The Shins have come a long way since changing your life with an acoustic guitar and some tinny drums, a fact that’s quickly driven into one’s skull in the first half of
Heartworms. Running the gamut from space-age chamber pop to Broken Bells-esque psychedelia to relaxed alt-country, the group’s first record since 2012’s
Port of Morrow and fifth overall is their most expansive record yet. It’s the sound of a band confident in their ability to stretch the limits of a well-worn sound and an expensive studio, content to indulge every little gee-whiz effect and track upon multilayered track. As the elder statesman of indie pop, James Mercer has earned his right to wiggle his toes in previously undisturbed waters, but too often on
Heartworms he sounds less like a genius gracefully growing old and more like Wayne Coyne in full mid-life crisis mode. It’s difficult to see the Mercer who made a song like “Saint Simon,” a carefully constructed clockwork of pop composition, allowing something like the cluttered, clattering “Painting a Hole” out of the recording room. The muscular songwriting that defines a Shins song is gussied up with so many effects and unnecessary technical claptrap here that the indelible hook driving a single like “Dead Alive” collapses instead of propelling forward, the victim of more synths, more ghostly harmonies, more carnival keys, more
more.
Frankly, Mercer’s unfiltered production makes
Heartworms an exhausting listen. Maybe it’s because the Shins have a relatively small discography, despite having been around seemingly forever, that every new release sounds like a jarring readjustment to what’s come before. Or perhaps it’s the failure of anybody to say “no” in the studio. Mercer produced every song here except late highlight “So Now What,” a standout likely because its relatively restrained production finally allows a stirring anthem to breathe and because it has been floating around since it was featured on a 2014 Zach Braff (who else?) soundtrack and consequently feels divorced from everything else. Mercer’s everything-and-the-kitchen-sink ethos is exacerbated by the track listing, which places a murderer’s row of offenders – the incoherent “Painting a Hole,” the self-consciously weird “Cherry Hearts,” the overstuffed if well-intentioned “Name for You” – at the beginning. “Fantasy Islands,” a similarly widescreen epic, is more tolerable, if only because its instrumental forays feel earned and its heartbreaking lyrics seem authentic rather than canned.

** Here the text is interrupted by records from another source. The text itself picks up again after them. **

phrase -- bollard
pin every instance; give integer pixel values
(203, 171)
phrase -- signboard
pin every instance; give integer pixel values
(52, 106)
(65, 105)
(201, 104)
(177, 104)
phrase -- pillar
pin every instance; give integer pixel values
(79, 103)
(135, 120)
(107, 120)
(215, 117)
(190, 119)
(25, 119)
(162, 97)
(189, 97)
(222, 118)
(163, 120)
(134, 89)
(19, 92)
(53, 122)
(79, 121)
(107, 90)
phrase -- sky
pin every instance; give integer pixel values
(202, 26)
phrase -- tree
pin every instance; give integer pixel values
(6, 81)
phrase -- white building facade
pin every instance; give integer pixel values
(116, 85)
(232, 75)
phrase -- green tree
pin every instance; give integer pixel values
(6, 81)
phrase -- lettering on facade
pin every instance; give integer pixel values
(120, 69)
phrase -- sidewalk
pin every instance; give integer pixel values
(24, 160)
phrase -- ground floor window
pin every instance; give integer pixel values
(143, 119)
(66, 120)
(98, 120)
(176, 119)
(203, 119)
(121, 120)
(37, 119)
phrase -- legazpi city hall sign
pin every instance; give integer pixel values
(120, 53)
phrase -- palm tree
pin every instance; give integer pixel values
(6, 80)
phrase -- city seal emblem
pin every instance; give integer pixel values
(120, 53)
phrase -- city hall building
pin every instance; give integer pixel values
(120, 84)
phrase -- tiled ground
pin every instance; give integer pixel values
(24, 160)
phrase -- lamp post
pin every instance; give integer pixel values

That tendency to dip into cliché is at fault here too; where the subdued Americana of “Mildenhall” starts by painting a refreshingly honest portrait of Mercer’s teenage years overseas as a military brat, it settles on one too many trite turns of phrase. “Name for You,” a paean to Mercer’s daughters, is the kind of progressive potshot at the patriarchy that almost makes up for the crowded production, but it’s a red herring for the rest of
Heartworms. Instead, Mercer is content to hew close to his most experienced subjects, lamely lamenting unrequited love in the title track and tackling obsession in the winking “Rubber Ballz.” “I take the drugs but the drugs won’t take,” he sings in the bouncy new wave of “Half a Million,” a turn of phrase that feels written more for its cleverness than for any particular import, like too many here. One of the best songs, closer “The Fear,” is perhaps the only one that successfully straddles the line between the flowery production and Mercer’s more introspective lyrics. It’s overwrought, certainly, but whether it’s the almost funereal pace, the soothing, warm melody, or Mercer’s narrative of anxiety problems, the combination is something of a perfect alchemy, the apex of the album’s desire to stretch the Shins further than anything they’ve done before. Sadly, it comes too late to make
Heartworms any more than a brightly colored mess.